I’ve worked in law libraries for the past twelve years, doing pretty much everything. I’ve been a corporate librarian, a map librarian, cataloger, an acquisitions librarian, a reference librarian, and now I’m Technology Services Librarian at Cornell Law Library. This week, along with Debbie Ginsberg of Chicago-Kent, I’m giving a webinar to the American Association of Law Libraries on Blockchain, and what it will mean for law librarians. For me, as an academic law librarian, the first place I need to look at to assess the impacts are at our students—how will this impact their lives here, and perhaps more importantly, their lives as practicing attorneys? Verifying identities is the tip of the iceberg for the capabilities of a permissioned blockchain. So how would that work in an academic law library environment?
The first thought that came to mind was how does it impact the students’ actual day to day lives at school? One thing that immediately came to mind was the day to day of grading – paper submission, plagiarism checks, group project work, transcripts, all could have blockchain integrated into their protocols.
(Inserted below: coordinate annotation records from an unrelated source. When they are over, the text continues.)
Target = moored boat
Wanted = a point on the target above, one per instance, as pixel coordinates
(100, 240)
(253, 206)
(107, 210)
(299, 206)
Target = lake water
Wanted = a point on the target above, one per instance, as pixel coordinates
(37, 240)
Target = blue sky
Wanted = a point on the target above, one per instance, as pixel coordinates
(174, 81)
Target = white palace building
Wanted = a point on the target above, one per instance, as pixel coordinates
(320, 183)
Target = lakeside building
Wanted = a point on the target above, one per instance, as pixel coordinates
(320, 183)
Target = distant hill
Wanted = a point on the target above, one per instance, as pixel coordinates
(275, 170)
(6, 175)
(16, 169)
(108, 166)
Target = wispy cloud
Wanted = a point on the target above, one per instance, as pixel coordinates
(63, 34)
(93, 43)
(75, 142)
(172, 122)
Another obvious place is the bursar, with tuition payments, holds, all could be subject to verification by blockchain. And while this might sound like overkill, even someone’s resume and work history could be made verifiable in this way.
And then there are the resources. All the financial aspects of paying for library services are already being explored and integrated into blockchain by the banking and payment systems industries. The large shipping company Maersk, for example, is seeing how blockchain can be used to track shipments. Think of how that might impact interlibrary loan, user and user group identification, reserve use collections, curated data sets, or any number of other uses where specific or controlled group identities are required.
Loose-leaf continuing resources are notorious within law libraries for a number of reasons. Their upkeep, the difficulty in researching even what the text said two updates ago – blockchain can alleviate that. As the blockchain essentially takes a snapshot of a system at any particular point in time, now one resource can contain multiple versions of itself. (I realize there may be other ways to do this, but blockchain is here now).
Blockchain is also changing the nature of the work product lawyers will be producing. The idea of smart self-executing contracts is presently ubiquitous in legal media. The application of blockchain to the fields of probate, property transfers, digital rights management –essentially anything with records management is subject to change.
So what can we teach our students about blockchain that will help them as these changes come about? While we as librarians may be fascinated by the use of hashes and elliptical curve cryptography, that doesn’t impact the bottom line of whether this mechanism, the blockchain, actually verifies what came before. Just as not everyone understands how their computer or car engine works, but expect them to work anyway, soon it will just become standard expectation that blockchain does what it purports to do. So we don’t need to teach them to be mechanics, under the hood of the code of blockchain. We just need to teach them what we were teaching them before – how to drive. We’re just moving from a stick to an automatic.